S&P Tells Pennsylvania: Balance Budget or Face Rating DowngradeBy
Budget passed by legislature leaves $2 billion deficit
It’s uncertain whether revenue raising steps will follow
Pennsylvania’s bond rating may be downgraded as its finances erode and the state risks enacting a budget that leaves it on track to spend more than it brings in, S&P Global Ratings said.
S&P placed the Keystone State’s AA- rating on negative watch after it failed to enact a spending plan before the fiscal year began on July 1. The Senate and House have since passed a $32 billion budget that falls $2 billion short in revenue. Governor Tom Wolf, a Democrat, has 10 days to sign, veto or let it become law without his signature. It’s not clear whether legislators will agree on a revenue-boosting package by July 10, S&P said.
“While it is not uncommon for states to have periodic structural imbalance, Pennsylvania’s chronic misalignment and eroding general fund position, particularly during a period of economic growth, demonstrate a pattern of financial mismanagement," S&P said in a statement. “If legislators enact a budget that relies on what we view as optimistic assumptions or one-time sources, we would likely lower the rating."
Credit rating companies are becoming increasingly impatient with U.S. states that run persistent deficits. S&P, Moody’s Investors Service and Fitch Ratings have warned Illinois that it could be downgraded to junk, an unprecedented low for a state, if it fails to enact a budget that shores up its finances. All three rating companies in May downgraded Connecticut after plummeting income-tax collections opened a $5 billion two-year budget deficit.

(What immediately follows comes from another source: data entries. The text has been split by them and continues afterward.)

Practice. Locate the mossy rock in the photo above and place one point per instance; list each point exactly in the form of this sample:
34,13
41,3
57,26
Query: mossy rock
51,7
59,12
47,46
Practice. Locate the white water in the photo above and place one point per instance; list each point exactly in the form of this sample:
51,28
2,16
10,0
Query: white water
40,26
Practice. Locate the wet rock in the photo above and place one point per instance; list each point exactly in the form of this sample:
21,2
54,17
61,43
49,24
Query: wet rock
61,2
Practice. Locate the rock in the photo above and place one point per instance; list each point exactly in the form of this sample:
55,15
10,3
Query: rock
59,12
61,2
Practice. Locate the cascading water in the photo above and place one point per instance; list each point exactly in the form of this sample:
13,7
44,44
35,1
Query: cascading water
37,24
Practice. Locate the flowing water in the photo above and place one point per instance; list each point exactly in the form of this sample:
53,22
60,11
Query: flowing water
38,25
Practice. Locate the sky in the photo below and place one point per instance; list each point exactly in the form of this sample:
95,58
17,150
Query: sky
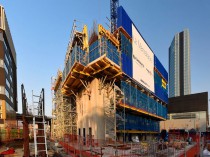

S&P warned Pennsylvania even as spreads on its bonds have narrowed. The difference in yield between 10-year Pennsylvania general obligation bonds and top-rated debt of the same maturity have declined to 0.48 percentage point from 0.56 percentage point at the beginning of last week.
Pennsylvania has "repeatedly" had prolonged budget negotiations that failed to result in a balanced budget without relying on one-time revenues or gimmicks. Given the budget gap amounts to 6.3 percent of spending and the commonwealth’s weaker liquidity position as fiscal 2018 begins, deliberations are even more important than in past years, S&P said.
If lawmakers bring the budget into balance within 90 days, S&P may remove the ratings from CreditWatch.